Un nombre croissant de législateurs à Bruxelles hésitent à adopter des règles environnementales ambitieuses en raison de l’opposition des agriculteurs et des citoyens.
L’Union européenne est réputée pour son approche peu pressée de l’élaboration des politiques. La roue de Bruxelles tourne lentement, les institutions marchandant chaque virgule dans un processus fastidieux appelé « trilogue ».
Il est donc d’autant plus surprenant que le Parlement européen ait voté, la semaine dernière, en faveur d’une réforme de déréglementation de la politique agricole commune (PAC), le régime de subventions agricoles de l’UE, qui avait été élaborée par la Commission européenne en seulement huit semaines.
Le Parlement européen doit être réélu dans un mois et demi et, traditionnellement, les parlementaires des 27 Etats membres adoptent rarement des textes législatifs importants si près de la fin de leur mandat. Les députés sont généralement très occupés à faire campagne pour conserver leur siège, mais cette fois-ci, le vote fait partie intégrante de leurs messages de campagne.
La PAC est renouvelée tous les quatre ans et, en plus d’un système de soutien financier aux agriculteurs et à leurs entreprises, elle intègre une politique de pilotage, ou « conditionnalité ». Cette conditionnalité dicte les règles environnementales que les agriculteurs doivent respecter pour avoir droit aux paiements directs. Elle exige notamment que les agriculteurs réduisent le travail du sol pour prévenir l’érosion, qu’ils réservent au moins 4% de leurs terres agricoles à la biodiversité ou qu’ils cultivent des couverts végétaux.
Le commissaire européen à l’agriculture, Janusz Wojciechowski, a déclaré aux médias polonais que Bruxelles supprimait les liens entre le Green Deal, le plan de l’UE pour devenir neutre en carbone d’ici 2050, et la PAC. La semaine dernière, les parlementaires européens réunis à Strasbourg ont approuvé à une écrasante majorité les modifications apportées à la PAC, ce qui constitue sans doute un pas important vers la déréglementation – ou la « simplification », comme la Commission européenne l’a diplomatiquement qualifiée.
Cette situation est révélatrice d’une tendance préélectorale en Europe. Alors qu’en 2019, un selfie avec Greta Thunberg aurait été un matériel de campagne très apprécié, un nombre croissant de législateurs à Bruxelles hésitent à adopter des règles environnementales ambitieuses en raison de l’opposition des agriculteurs et des citoyens.
Cette tendance s’est également répandue au sein de la Commission.
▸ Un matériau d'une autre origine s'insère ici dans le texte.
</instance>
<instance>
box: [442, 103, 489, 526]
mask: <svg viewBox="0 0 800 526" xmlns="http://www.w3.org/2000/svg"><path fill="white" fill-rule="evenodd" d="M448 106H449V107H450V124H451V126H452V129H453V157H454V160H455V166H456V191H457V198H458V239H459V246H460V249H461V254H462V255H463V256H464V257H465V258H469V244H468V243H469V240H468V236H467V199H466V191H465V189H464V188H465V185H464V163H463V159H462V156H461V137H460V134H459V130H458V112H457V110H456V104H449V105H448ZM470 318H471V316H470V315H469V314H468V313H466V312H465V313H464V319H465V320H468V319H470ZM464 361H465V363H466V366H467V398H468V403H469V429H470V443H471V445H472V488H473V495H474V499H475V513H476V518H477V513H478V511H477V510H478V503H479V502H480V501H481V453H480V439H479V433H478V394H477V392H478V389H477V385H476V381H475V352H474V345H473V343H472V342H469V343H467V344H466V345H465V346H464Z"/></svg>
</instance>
La présidente Ursula von der Leyen, qui a défendu en 2020 les vertus du « Green Deal » européen et sa promesse de réformer le système agricole et de donner un coup de pouce à la biodiversité, a rencontré hier de grands industriels pour dessiner l’avenir de la politique industrielle européenne. Le mot « durabilité » a été relégué au second plan, au profit de « compétitivité » et d’« autonomie industrielle ».
Le ministre finlandais de l’Agriculture, Sari Essayah, déplore un « tsunami de nouvelles réglementations » sur le secteur agricole et forestier au cours des quatre dernières années, s’alignant sur le Premier ministre belge Alexander De Croo, qui estime que la loi européenne sur la restauration de la nature est « mal rédigée ». Le ministre autrichien de l’Agriculture, Norbert Totschnig, appelle même à une suspension immédiate, déclarant que les objectifs de lutte contre la déforestation au niveau mondial ajouteraient des « règles bureaucratiques inutiles » aux producteurs européens.
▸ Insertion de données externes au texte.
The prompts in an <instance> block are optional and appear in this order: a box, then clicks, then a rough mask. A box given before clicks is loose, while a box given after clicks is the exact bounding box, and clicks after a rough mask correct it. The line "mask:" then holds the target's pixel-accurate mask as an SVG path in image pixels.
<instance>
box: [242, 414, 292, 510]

Les ministres et le Parlement européen avaient déjà rejeté une législation qui aurait réduit l’utilisation des pesticides synthétiques dans l’agriculture, après qu’il est apparu que les objectifs n’étaient pas fondés sur des preuves, mais motivés par des considérations politiques.
Quatre ans après le début de la grande expérience du Green Deal européen – nommé d’après les ambitions d’un Green New Deal aux Etats-Unis – l’UE n’applique pas les règles qui ont été conçues pour atteindre ses objectifs climatiques ambitieux. Certaines sont même carrément abrogées.
Bruxelles brise les tabous, même dans le domaine de la biotechnologie. Après des années d’application du principe de précaution à une technologie déjà utilisée aux Etats-Unis, la Commission européenne et le Parlement européen accélèrent les projets visant à légaliser les plantes génétiquement modifiées dans l’Union. De plus en plus, l’accent n’est pas mis sur les perspectives durables de la biotechnologie, mais plutôt sur la façon dont elle améliorera les rendements et les revenus des agriculteurs.
Dans les couloirs de Bruxelles, les ambitions politiques du mouvement écologiste de 2019 se sont révélées être une force inarrêtable lorsqu’elles sont confrontées à l’objet inamovible qu’est le pouvoir d’achat des consommateurs et le mécontentement des producteurs.